Par un arrêt du 29 juin 2021, la cour administrative de Lyon a annulé le jugement du tribunal administratif de Lyon du 17 juillet 2020 et la décision du 18 janvier 2019 par laquelle le préfet du Rhône avait refusé l’autorisation provisoire de séjour d’une ressortissante ivoirienne. Celle-ci se prévalait de l’article L. 311-11 CESEDA (aujourd’hui abrogé), qui prévoyait la délivrance d’une telle autorisation d’une durée de 12 mois, non renouvelable, à « l’étranger ayant obtenu, dans un établissement d’enseignement supérieur habilité au plan national, un diplôme au moins équivalent au grade de master ». Le juge administratif d’appel interprète largement l’expression « obtenu dans l’année » de l’article R. 311-35 du même code qui vient préciser les modalités temporelles d’octroi de l’autorisation, contrairement à la position d’autres cours administratives d’appel. Il tient ainsi compte de manière bienvenue des spécificités des calendriers universitaires. La réforme du CESEDA, sur ce point induite par le droit de l’Union européenne, rend la question pour l’essentiel caduque, mais un conflit d’interprétation pourrait subsister à titre résiduel pour les contentieux nés avant l’entrée en vigueur de ladite réforme.
Les faits à l’origine de l’arrêt commenté sont le lot commun de nombreux étudiants étrangers en France. De nationalité ivoirienne, la requérante a obtenu un master 2 en analyse financière internationale à l’INSEEC le 19 octobre 2017, après avoir soutenu son mémoire. Ne pouvant plus bénéficier de l’autorisation provisoire de séjour (« APS ») au bénéfice des étudiants, celle-ci souhaite se prévaloir de l’ancien article L. 311-11 CESEDA, qui prévoyait qu’un étranger ayant obtenu un diplôme de master se voyait délivrer une APS de douze mois non renouvelables. Elle dépose, en ce sens, une demande le 10 octobre 2018, soit plusieurs mois après l’obtention de son diplôme. Se fondant sur le fait que la demande n’a pas été déposée dans l’année d’obtention, le préfet du Rhône ne fait pas droit à sa demande, décision confirmée par le juge de première instance. La cour administrative d’appel infirme néanmoins cette solution, estimant que la condition de délai de la demande est remplie, compte tenu notamment du fait que son titre de séjour précédent n’arrivait à échéance que fin novembre 2018. Autrement dit, bien qu’ayant déposé sa demande près d’un an – à huit jours près – après l’obtention officielle de son diplôme, la requérante était fondée à demander l’APS refusée ; il est dès lors enjoint au préfet du Rhône de procéder au réexamen de la situation de la requérante.
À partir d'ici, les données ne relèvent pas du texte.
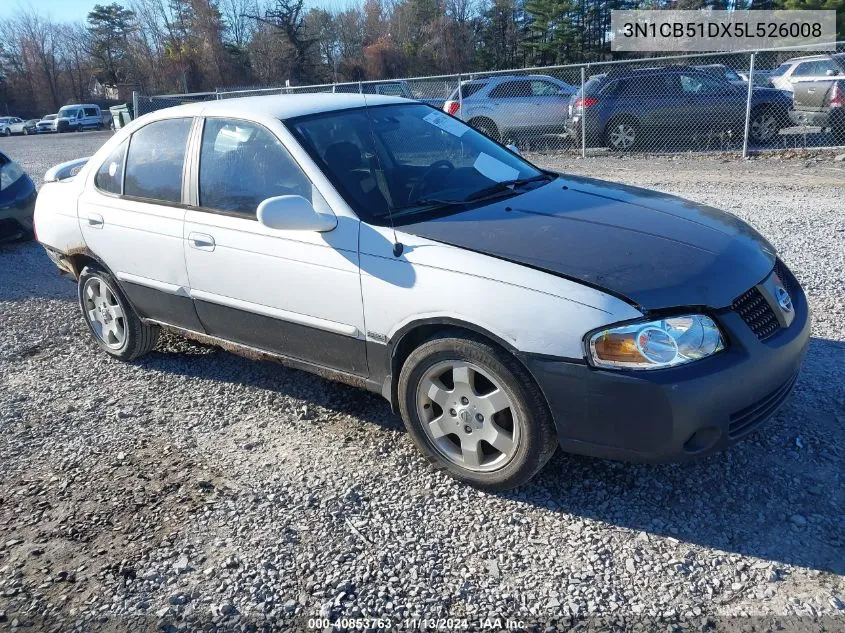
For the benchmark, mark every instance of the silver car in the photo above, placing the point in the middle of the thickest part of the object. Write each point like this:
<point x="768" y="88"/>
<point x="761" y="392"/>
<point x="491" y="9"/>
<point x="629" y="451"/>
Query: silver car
<point x="508" y="107"/>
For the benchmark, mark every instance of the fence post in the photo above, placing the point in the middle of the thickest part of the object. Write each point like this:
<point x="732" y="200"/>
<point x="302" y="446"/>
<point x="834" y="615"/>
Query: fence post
<point x="583" y="118"/>
<point x="460" y="98"/>
<point x="748" y="107"/>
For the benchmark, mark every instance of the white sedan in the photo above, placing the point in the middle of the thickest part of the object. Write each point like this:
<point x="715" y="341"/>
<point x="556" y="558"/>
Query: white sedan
<point x="502" y="309"/>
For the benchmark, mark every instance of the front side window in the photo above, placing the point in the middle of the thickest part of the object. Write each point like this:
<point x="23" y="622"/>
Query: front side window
<point x="155" y="159"/>
<point x="410" y="160"/>
<point x="544" y="88"/>
<point x="109" y="177"/>
<point x="243" y="164"/>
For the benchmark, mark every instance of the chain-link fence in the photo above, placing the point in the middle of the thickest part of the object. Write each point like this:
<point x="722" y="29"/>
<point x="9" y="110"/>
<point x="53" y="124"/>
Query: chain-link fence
<point x="774" y="99"/>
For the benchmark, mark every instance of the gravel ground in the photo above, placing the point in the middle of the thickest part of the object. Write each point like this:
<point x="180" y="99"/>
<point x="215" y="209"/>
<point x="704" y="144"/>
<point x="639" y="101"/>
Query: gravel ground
<point x="195" y="489"/>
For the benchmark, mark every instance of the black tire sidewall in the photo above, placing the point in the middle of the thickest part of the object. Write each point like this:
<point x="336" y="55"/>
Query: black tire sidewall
<point x="132" y="322"/>
<point x="538" y="438"/>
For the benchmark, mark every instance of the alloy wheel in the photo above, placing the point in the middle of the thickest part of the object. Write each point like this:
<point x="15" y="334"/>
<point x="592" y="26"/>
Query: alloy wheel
<point x="104" y="312"/>
<point x="467" y="415"/>
<point x="622" y="135"/>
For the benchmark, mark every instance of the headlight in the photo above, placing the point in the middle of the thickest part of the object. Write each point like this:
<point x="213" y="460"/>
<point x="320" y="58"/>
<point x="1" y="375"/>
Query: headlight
<point x="656" y="344"/>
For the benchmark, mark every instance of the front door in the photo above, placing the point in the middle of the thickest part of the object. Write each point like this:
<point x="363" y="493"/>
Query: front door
<point x="133" y="219"/>
<point x="295" y="293"/>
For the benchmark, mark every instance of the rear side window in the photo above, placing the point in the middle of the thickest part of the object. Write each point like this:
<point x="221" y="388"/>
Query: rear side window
<point x="242" y="164"/>
<point x="109" y="176"/>
<point x="155" y="159"/>
<point x="511" y="90"/>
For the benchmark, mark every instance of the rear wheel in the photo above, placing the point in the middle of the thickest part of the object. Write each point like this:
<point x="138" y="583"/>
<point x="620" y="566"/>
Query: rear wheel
<point x="622" y="135"/>
<point x="475" y="412"/>
<point x="764" y="125"/>
<point x="116" y="327"/>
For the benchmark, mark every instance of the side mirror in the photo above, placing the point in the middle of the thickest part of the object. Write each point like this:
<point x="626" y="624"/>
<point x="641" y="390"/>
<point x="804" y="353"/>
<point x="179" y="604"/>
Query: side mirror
<point x="294" y="213"/>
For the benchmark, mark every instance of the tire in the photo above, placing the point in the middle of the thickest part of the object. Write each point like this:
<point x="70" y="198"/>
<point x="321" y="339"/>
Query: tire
<point x="487" y="128"/>
<point x="764" y="124"/>
<point x="129" y="338"/>
<point x="492" y="399"/>
<point x="622" y="135"/>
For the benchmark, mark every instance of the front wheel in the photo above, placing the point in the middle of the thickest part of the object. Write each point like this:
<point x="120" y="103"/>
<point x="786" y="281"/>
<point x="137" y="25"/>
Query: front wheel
<point x="116" y="327"/>
<point x="475" y="412"/>
<point x="621" y="135"/>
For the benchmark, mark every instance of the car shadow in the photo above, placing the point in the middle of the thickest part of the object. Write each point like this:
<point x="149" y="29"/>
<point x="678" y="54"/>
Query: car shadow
<point x="777" y="496"/>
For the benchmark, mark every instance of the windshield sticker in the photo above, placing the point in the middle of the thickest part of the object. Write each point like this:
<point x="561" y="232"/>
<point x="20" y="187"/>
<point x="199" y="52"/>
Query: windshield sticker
<point x="446" y="123"/>
<point x="494" y="169"/>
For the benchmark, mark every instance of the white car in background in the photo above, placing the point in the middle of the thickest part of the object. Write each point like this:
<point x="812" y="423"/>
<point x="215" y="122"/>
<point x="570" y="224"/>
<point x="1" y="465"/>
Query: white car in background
<point x="502" y="309"/>
<point x="808" y="68"/>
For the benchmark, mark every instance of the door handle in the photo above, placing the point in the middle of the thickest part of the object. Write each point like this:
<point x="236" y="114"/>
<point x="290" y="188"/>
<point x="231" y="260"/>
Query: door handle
<point x="201" y="241"/>
<point x="95" y="220"/>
On peut se réjouir de la solution, de bon sens, retenue par le juge administratif d’appel. Non seulement le droit applicable n’était pas clair, mais en outre les étudiants étrangers se retrouvent dans des situations administratives objectivement complexes. Aussi, cette interprétation bienveillante était souhaitable, bien qu’elle soit particulièrement extensive (I). Ses conséquences en apparence gênantes ont, en pratique, été neutralisées par la réforme entrée en vigueur le 1er mars 2019 (II).
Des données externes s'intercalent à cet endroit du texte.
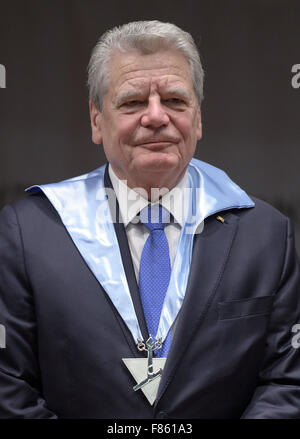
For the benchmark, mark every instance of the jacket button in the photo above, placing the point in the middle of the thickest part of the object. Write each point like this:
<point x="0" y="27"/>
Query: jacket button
<point x="162" y="415"/>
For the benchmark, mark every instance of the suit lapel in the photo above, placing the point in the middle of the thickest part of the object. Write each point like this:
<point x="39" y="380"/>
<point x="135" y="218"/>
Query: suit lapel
<point x="210" y="254"/>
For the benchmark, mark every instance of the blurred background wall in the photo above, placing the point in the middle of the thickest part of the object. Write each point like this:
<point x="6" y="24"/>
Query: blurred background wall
<point x="251" y="111"/>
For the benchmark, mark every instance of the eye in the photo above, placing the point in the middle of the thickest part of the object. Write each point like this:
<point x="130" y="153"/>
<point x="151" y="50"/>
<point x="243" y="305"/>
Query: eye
<point x="175" y="101"/>
<point x="132" y="103"/>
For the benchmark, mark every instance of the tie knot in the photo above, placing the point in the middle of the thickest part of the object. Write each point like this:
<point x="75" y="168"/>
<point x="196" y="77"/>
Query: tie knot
<point x="155" y="217"/>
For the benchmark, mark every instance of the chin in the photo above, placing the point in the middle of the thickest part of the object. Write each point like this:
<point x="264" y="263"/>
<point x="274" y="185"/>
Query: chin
<point x="158" y="162"/>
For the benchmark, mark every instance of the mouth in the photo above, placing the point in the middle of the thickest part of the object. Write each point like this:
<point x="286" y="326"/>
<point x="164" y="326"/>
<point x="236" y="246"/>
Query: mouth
<point x="157" y="144"/>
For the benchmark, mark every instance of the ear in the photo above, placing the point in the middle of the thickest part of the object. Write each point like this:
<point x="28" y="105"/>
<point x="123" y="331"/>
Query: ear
<point x="199" y="123"/>
<point x="96" y="117"/>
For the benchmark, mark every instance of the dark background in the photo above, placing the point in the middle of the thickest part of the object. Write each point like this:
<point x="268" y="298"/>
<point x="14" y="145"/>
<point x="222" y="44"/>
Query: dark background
<point x="251" y="112"/>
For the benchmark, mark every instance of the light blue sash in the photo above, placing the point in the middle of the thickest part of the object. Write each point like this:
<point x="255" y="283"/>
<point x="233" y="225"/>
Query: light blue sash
<point x="83" y="207"/>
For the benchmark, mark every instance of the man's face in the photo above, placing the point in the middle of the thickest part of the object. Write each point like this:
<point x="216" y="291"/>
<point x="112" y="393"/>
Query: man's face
<point x="150" y="121"/>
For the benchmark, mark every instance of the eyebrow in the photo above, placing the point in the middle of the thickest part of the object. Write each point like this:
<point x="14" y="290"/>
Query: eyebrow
<point x="179" y="92"/>
<point x="133" y="94"/>
<point x="127" y="94"/>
I – Une construction jurisprudentielle fragile au service d’une souplesse bienvenue
Le cœur de la problématique posée par les faits réside dans l’imprécision de l’article L. 311-11 CESEDA, selon lequel « une autorisation provisoire de séjour d’une durée de validité de douze mois, non renouvelable, est délivrée à l’étranger ayant obtenu, dans un établissement d’enseignement supérieur habilité au plan national, un diplôme au moins équivalent au grade de master ou figurant sur une liste fixée par décret et qui : 1° Soit entend compléter sa formation par une première expérience professionnelle, sans limitation à un seul emploi ou à un seul employeur (…) 2° Soit justifie d’un projet de création d’entreprise dans un domaine correspondant à sa formation ». Cette disposition ne précisait aucun délai de soumission de la demande d’autorisation ; mais l’article R. 311-35 CESEDA, aujourd’hui également abrogé, en instituait un. Ce dernier prescrivait, pour pouvoir se prévaloir de l’autorisation, la nécessité de présenter « un diplôme, obtenu dans l’année, au moins équivalent au grade de master ou figurant sur une liste fixée par décret ».
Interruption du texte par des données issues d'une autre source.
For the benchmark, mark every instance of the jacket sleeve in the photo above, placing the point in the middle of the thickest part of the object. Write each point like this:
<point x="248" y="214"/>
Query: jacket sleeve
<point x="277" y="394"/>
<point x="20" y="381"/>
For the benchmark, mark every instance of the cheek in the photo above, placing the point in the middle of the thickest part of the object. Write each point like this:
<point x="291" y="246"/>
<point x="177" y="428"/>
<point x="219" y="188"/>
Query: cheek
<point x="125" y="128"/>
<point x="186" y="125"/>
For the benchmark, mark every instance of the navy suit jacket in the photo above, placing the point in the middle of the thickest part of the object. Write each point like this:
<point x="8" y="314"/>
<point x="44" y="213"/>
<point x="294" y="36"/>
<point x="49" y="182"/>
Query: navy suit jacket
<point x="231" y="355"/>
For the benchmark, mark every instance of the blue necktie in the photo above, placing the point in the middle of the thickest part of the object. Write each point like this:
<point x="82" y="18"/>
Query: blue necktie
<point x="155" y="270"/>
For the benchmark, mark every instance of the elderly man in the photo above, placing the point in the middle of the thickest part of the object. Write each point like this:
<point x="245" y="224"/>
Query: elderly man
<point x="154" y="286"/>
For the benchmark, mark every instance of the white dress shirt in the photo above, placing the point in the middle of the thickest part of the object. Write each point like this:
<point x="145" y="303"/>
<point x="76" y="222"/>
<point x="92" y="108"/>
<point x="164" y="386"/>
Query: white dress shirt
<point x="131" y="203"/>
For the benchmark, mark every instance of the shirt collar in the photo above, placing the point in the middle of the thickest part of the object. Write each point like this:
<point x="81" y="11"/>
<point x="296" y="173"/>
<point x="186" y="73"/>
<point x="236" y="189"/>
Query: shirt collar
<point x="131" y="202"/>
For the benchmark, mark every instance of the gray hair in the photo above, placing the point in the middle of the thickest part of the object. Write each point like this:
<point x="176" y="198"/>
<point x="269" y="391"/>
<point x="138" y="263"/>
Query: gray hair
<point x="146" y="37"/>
La difficulté n’est pourtant pas résolue à la lecture de l’article R. 311-35 : comment interpréter l’expression « obtenu dans l’année » ? Faut-il comprendre « dans l’année civile », « dans la même année universitaire » ou « depuis moins d’une année révolue » ? Dans les deux premiers cas, la demande de la requérante ne pouvait qu’être rejetée. Dans le troisième, il aurait fallu faire droit à sa demande. La CAA de Lyon retient, suivant les conclusions du rapporteur public, une quatrième voie plus large encore. Considérant qu’il « ne résulte nullement des dispositions de l’article R. 311-35 citées au point 2 que la demande de délivrance de l’autorisation provisoire de séjour doive être présentée dans l’année civile d’obtention du diplôme », elle relève en effet que la requérante a « présenté sa demande dans l’année qui a suivi l’obtention de son diplôme et pendant la durée de validité de la carte de séjour pluriannuelle que lui avait délivrée le préfet du Rhône, valable jusqu’au 30 novembre 2018 » pour en déduire que la décision préfectorale de refus d’APS est entachée d’une erreur de droit et, partant, annuler la décision du TA qui validait ledit refus.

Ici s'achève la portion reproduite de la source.